Далее автор, не прерывая повествования, переходит к пространному рассказу, предназначенному подчеркнуть превосходство Боэмунда в стане крестоносцев: предводитель — он! Кроме того, в отрывке, приведенном ниже, можно отметить некоторую странность, а именно, внезапный переход от множественного числа к единственному, как если бы Гийом был, в конечном счете, один:

«Они дали ему обет, что своей волей возвратятся к войску и дадут удовлетворение сеньорам. Всю ночь он [376] пролежал, как презренная вещь в шатре господина Боэмунда. На следующий день на рассвете он, краснея от стыда, предстал пред очи господина Боэмунда. Боэмунд обратился к нему : “О, несчастье и бесчестье всей Франции, позор и стыд Галлий! О, ничтожнейший из всех, кого носит земля, по какой причине ты так постыдно бежал? Быть может, потому, что ты захотел предать этих воинов и войско Христово, так же, как ты предал других в Испании?” Тот же был совершенно безмолвен, не проронив ни слова. Почти все франки ( Francigeni ) единодушно и смиренно просили не позволять, чтобы ему было еще хуже. Боэмунд, просветлев взором, кивнул в знак согласия и сказал: “Я соглашусь с этим во имя вашей любви в том случае, если он мне всем сердцем и умом принесет клятву, что никогда не отступит с пути иерусалимского [377] добром или злом. И Танкред пусть поклянется, что ни сам, ни через своих людей не будет чинить им вражду”. Танкред, услышав эти слова Боэмунда, охотно согласился. Тот же немедленно отпустил его. Впоследствии же Гийом Плотник, покрытый величайшим позором, недолго медля, украдкой скрылся» [378] .

Мимолетное появление на сцене Петра Пустынника словно бы и неуместно: дело касается только Гийома, несмотря на форму множественного числа «они» в начале текста. Автор, забывая о другом беглеце, рассказывает лишь о Гийоме, виконте Меленском, родственнике Гуго де Вермандуа и придворном сановнике. Подробно о его позднейшем бегстве говорится не в «Деяниях франков» (здесь оно лишь заявлено), а у Альберта Ахенского, утверждавшего, что Гийом Плотник бежал вместе с Вильгельмом Гранменилем во время осады города, которую организовал Кербога, атабек Мосула.

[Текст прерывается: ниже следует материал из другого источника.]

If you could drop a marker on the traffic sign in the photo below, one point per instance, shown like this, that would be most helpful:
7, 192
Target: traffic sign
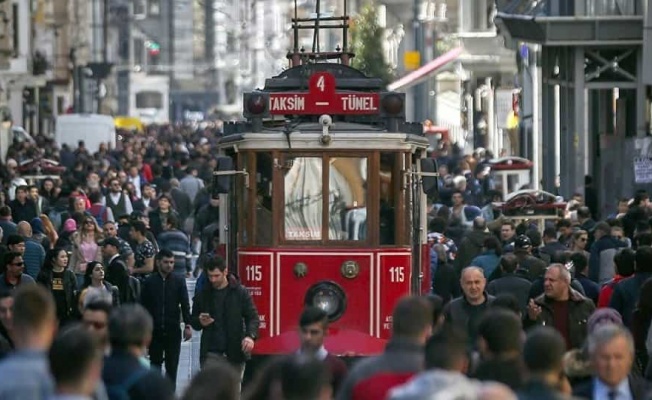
322, 98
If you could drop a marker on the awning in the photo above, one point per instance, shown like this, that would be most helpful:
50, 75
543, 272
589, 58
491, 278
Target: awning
425, 71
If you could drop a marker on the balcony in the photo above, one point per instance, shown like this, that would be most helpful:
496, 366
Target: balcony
572, 22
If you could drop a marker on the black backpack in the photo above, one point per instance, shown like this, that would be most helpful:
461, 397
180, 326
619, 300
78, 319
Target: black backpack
121, 391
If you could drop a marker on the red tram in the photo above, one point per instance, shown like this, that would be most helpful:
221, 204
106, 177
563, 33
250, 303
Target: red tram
324, 193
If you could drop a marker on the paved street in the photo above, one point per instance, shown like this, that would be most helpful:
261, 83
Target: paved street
189, 359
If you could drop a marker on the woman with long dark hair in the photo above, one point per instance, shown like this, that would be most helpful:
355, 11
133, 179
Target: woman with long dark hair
94, 278
61, 281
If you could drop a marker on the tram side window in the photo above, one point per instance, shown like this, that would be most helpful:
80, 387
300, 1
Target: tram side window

Этот странный переход от множественного числа к единственному становится понятным, если обратиться к капеллану Танкреда Раулю Канскому, в силу своего положения имевшему полную возможность узнать, что же произошло на самом деле, поскольку, согласно семи упомянутым источникам, поймал беглеца именно Танкред. Рауль Канский тоже пишет о двух беглецах — но не о Петре Пустыннике; по мнению хрониста, ими были два «знатных» франка, Гийом Плотник и Ги Рыжий. Узнав об их замыслах, Боэмунд обратился к ним с суровыми словами: почему они искали собственной выгоды, не заботясь об общем спасении? Рауль добавляет фразу, противоречивую в отношении Петра Пустынника, однако именно это высказывание породило легенду, приписавшую ему знатное происхождение:

«Вы — знатные люди, путь для вас открыт; но здесь останутся ваши шатры! Мы оставим их для всенародного обозрения, дабы вечный позор покрывал ваши имена и, более того, весь ваш род» [380] .

Итак, подмена в тексте. Не совсем понятно, почему Танкред, то есть Рауль Канский, мог бы заменить Петра Пустынника Ги Рыжим. Зато понятно, почему позднее Боэмунд был заинтересован в том, чтобы исключить из своего рассказа упоминание о постыдном бегстве Ги Рыжего, графа Рошфора, влиятельной персоны при французском дворе, человека из окружения короля Филиппа I, чью дочь, как будет видно далее, Боэмунд взял в жены в 1106 году.

Со своей стороны, я считаю возможным то, что норманнский Аноним, следуя указанию самого Боэмунда, заменил одно действующее лицо другим — в силу политического интереса, если не сказать «лжи во имя государственных интересов».